In the kernel about the boot parameters of the Convention, it is believed that the address in the R2 may be the address of the device tree, or the address of the tagged list, so, after getting this address, the kernel's first job is to determine exactly what it is, The basis of judgment is to determine whether the first 32bit is stored on the device Tree magic number 0xd00dfeed or Atags_core. See the kernel "Arch/arm/kernel/head-common.h", here I have a question, since R2 may store DTB address, then how to find the kernel is tagged list ... . The actual development of the tagged list is generally placed in the address of the R2. The kernel recommends placing the DTB at 128MB at the start of Ram Load Initramfs.

Loading Ramfs,ramfs recommended exactly on the device tree calling the kernel image

Boot the kernel image, if the use of zimage,bootloader in Flash can directly load Zimage into memory and execute, the Linux kernel to the address of the non-zimage kernel image has stricter requirements ———— the mirror must be loaded into the Page_ OFFSET + text_offset Place . Page_offset defines the starting address of the kernel space in the virtual address space, which is 3GB in the 32bit system. Text_offset represents the size of a piece of space in the kernel space that is used to hold the kernel's page table (that is, the PGD for process 0), the bootload, and the kernel pass parameter, for the Arm,text_offset is 32kB, due to the first 896MB of the kernel space ( 3GB~3GB+896MB) is one by one mapped, so the kernel is loaded into the physical address 0x4000 0000 is actually loaded into the virtual address space 3GB, considering the above 32KB to save the page table, kernel parameters, etc., we need to extract the kernel to 0x40008000 run, That is, the virtual address (3GB+32KB), if you use Uimage, this parameter is written to the file header when the uimage is made. Our startup parameters in the Uboot are usually not specified to load to this address, because the kernel self-extracting will be moved to the 0x40008000 to start execution, if we specify this address, then the kernel will be removed from the first, the decompression and then move back to execute, Prevents the uncompressed part from being overwritten during the decompression process to cause errors.

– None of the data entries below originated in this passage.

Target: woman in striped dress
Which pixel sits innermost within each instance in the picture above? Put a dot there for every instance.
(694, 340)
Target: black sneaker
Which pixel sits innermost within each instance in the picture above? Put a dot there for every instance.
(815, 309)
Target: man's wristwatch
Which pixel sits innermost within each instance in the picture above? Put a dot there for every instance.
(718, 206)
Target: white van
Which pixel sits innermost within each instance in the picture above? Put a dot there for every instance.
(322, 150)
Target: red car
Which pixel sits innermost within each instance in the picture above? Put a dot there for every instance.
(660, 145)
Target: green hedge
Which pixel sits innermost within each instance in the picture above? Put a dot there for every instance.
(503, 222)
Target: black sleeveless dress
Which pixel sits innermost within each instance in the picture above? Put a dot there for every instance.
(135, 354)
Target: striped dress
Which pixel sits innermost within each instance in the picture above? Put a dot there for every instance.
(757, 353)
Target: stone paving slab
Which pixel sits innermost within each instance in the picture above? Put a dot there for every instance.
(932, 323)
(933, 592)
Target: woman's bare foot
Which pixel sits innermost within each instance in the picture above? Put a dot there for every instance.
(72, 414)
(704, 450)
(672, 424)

Regardless of the boot mode, the kernel must be started to meet the following conditions: r0=0;r1= board type model; r2= kernel tagged list or device tree address all IRQ Fiq must be closed must be arm State, SVC mode MMU must be closed Icache can be turned off or no matter dcache must be turned off DMA device must be turned off

We have analyzed the boot framework for the entire uboot, and in the details, Uboot must complete the above work to meet the Linux startup requirements.